We stopped for lunch at a so-called floating village, Koh Panyee. It’s actually built on stilts against a huge cliff. Javanese fishermen established the village late in the 18th century.

In addition to its setting, one thing that is interesting is that this is a Muslim village. You can see the domes of the mosque against the cliff.

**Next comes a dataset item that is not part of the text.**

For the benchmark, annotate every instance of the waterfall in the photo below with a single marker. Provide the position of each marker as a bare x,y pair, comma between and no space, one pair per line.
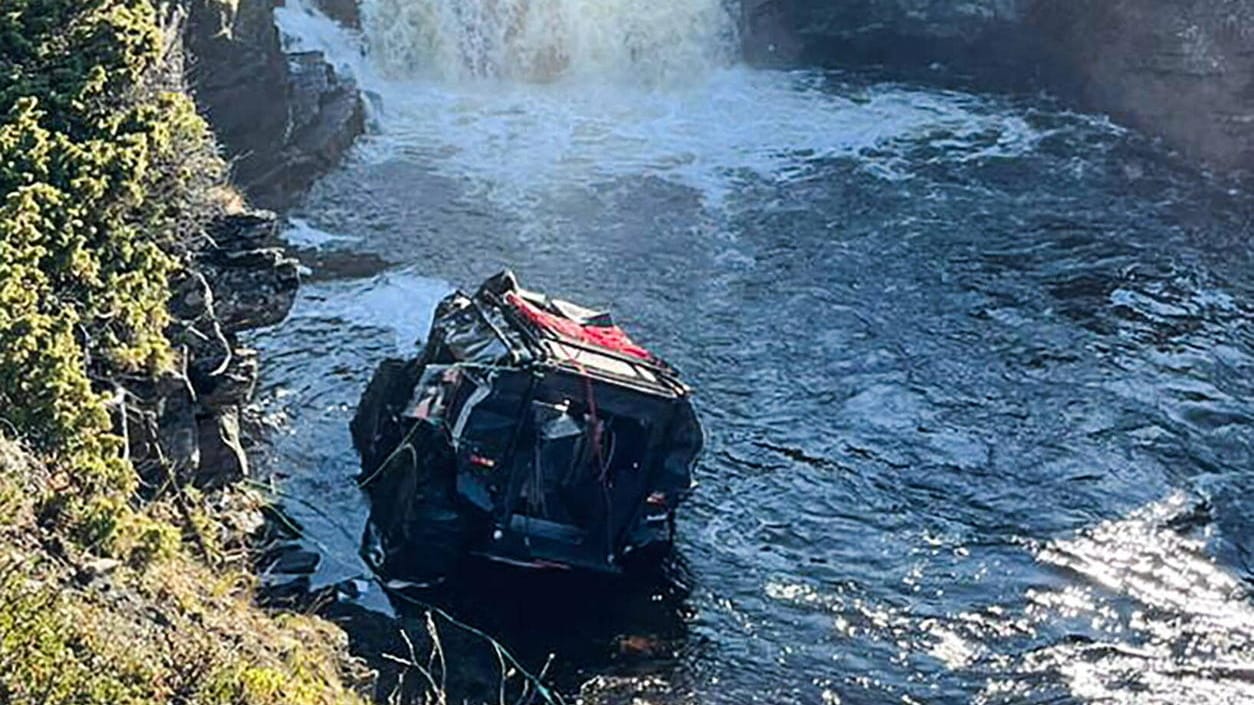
543,40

The further south we traveled in Thailand, the more mosques we saw. Malaysia, just to the south, is predominantly Muslim. Modern national borders usually don’t reflect the nuanced history of fluid communities.
Koh Panyee is still a fishing village, but it is also a tourist village. Most of the men were out fishing when we visited. Many of the women worked in souvenir stands all along the walkways within the village. Lots of souvenir stands! We were a bit disappointed not to be offered more cultural information. But lunch was pretty good, if not particularly healthy, thanks to a few fried options.

The next stop was the most fun: a bit of sea kayaking around, under and in some of the rocky islands.


Since we tourists would just cause mayhem, a captain-rower powered each kayak. We could settle back and enjoy the scenery.
Super end for a fun day on the water.